Causes of Fragile X Syndrome
This syndrome is caused by mutation in the FMR-1 gene which is located in the X chromosome. FMR-1 gene seems to be related to early development and its mutation causes developmental delays. X chromosome is one of two sexual chromosomes in humans. Men have one X chromosome while women have two. In case of gene mutation, there is certain structural change which causes a new characteristic or trait not originally found in the parent gene.
Symptoms of Fragile X Syndrome
The main characteristic of fragile X syndrome is mild to severe mental retardation. Apart from that people suffering from this genetic disorder also have typical physical features such as large ears, large testicles, large jaw and prominent forehead. Furthermore, they suffer from speech delays. Double - jointedness is one more characteristic of fragile X syndrome. The joints are also hyperextensible. There is general hypotonic and in some cases there are heart conditions (mitral prolapse). The face of people suffering from fragile X syndrome is long and narrow, their palate is arched and they may also have dental problems and strabismus. In small children there is evident postponed motor development, hyperactivity and behavioral problems. Children may be tow-walking and suffer from occasional seizures.

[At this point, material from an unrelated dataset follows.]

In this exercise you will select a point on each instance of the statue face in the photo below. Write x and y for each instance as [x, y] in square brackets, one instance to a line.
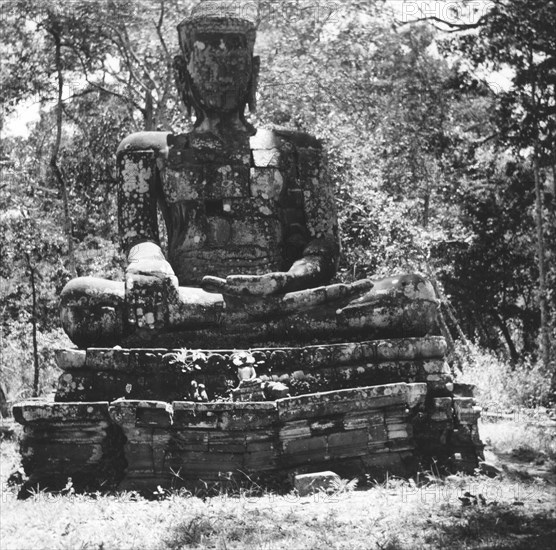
[220, 67]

Children suffering from fragile X syndrome have poor sensory skills and they are not good at mathematics. On the other hand, their reading skill is good. If there are speech and language problems they are usually in a form of echolalia, perseveration, and poor language content and cluttering. And finally, children may be shy and socially withdrawn.
Treatment for Fragile X Syndrome
Since fragile X syndrome represents genetic disease there is no cure and the damage to the chromosome simply cannot be fixed. The only way to help these children is with speech, occupational and sensory integration training. They may also benefit from special education and behavioral modification programs. In some patients surgery may fix problem of heart valves. Apart from the previously mentioned medicamentous therapy is basically symptomatic and supportive. Folic acid, for example, has been confirmed to improve hyperactivity and attention deficits in pre-adolescent men suffering from fragile X syndrome.